Fifteen years after the event, Dwight recalled that he still hadn't honoured his promise to give me half a dozen bottles of vin rouge.
Not that I'd really done a great deal to earn them.
During the build-up to the 1995-96 season, Dwight's agent Tony Stephens invited me to be his guest at to a Molineux friendly between Wolves and Arsenal, with a pre-match meal thrown in.
Dwight was also there and as he poured me a glass of red wine I cheekily suggested he should give me a glass for every goal he scored during the coming campaign.
He readily agreed - and was on fire during the next few months, enjoying his most prolific campaign in claret and blue with a total of 25 goals.

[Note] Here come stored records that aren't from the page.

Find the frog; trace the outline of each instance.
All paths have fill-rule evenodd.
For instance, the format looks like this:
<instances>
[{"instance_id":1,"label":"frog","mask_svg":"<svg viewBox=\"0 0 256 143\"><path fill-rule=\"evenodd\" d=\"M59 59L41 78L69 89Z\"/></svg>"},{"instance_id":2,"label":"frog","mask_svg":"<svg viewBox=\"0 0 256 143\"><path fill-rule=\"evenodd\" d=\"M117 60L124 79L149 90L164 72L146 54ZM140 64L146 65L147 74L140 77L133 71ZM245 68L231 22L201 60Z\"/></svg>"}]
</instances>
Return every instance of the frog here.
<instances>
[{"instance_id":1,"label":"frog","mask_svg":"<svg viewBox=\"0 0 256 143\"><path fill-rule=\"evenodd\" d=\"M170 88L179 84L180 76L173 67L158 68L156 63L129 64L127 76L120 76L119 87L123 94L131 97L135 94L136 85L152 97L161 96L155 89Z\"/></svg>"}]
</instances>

At an average of five glasses per bottle, that impressive record should have earned me half a case of Bordeaux, but I'm still waiting to toast his achievement.
The flamboyant character that Yorkie eventually became was a far cry from the timid teenager who turned up at Villa Park in the winter of 1989-90.
I was the first reporter to write about his arrival in this country, although I was by no means sure during those first few months that he was destined to develop into a megastar.
Despite his obvious talent he always cut the figure of a little boy lost, and there was a nagging doubt that he was too frail for the physical nature of English football.
Even Dwight admitted to having a few reservations, particularly when Ron Atkinson recruited experienced strikers Cyrille Regis and Dalian Atkinson after taking over as manager in the summer of 1991.
By then, Dwight had played several first team matches for Villa, but he was concerned that the signing of Regis and Atkinson might hamper his progress.
As it happened, I was able to reassure him that he was very much a part of the manager's plans, having put the question to Ron during a pre-season trip to Germany.
Ron was as good as his word, and it wasn't long before Dwight's beaming smile was signaling some fabulous goals - none better than a breathtaking individual effort against Nottingham Forest.
Receiving the ball from Kevin Richardson deep in his own half, he sprinted to the edge of the Forest penalty area, left defender Brett Williams on his backside with a clever turn and floated the ball tantalisingly over goalkeeper Mark Crossley's outstretched fingertips.
That was also the first time I heralded Dwight as the Calypso Kid in the Birmingham Mail after watching him weave his Caribbean magic.
It was also one of the few occasions on which he acknowledged something which had been written about him.
A few days after he had mesmerised Forest's defence, Villa played at Grimsby in the League Cup, and the Press facilities at Blundell Park were basic, to say the least.
Essentially, there was nowhere to interview players after the game, so I ventured down to the visitors' dressing room in search of a post-match quote or two.
As I popped my head around the door, Dwight was sitting alone in the corner.
He didn't have a great deal to say about the goalless draw which had just taken place, but grinned at me and said: "Calypso Kid, eh? No problem!"
Our paths haven't crossed so frequently in recent years but whenever we meet, his greeting is invariably the same: "How you doin'? I still owe you that wine, don't I?"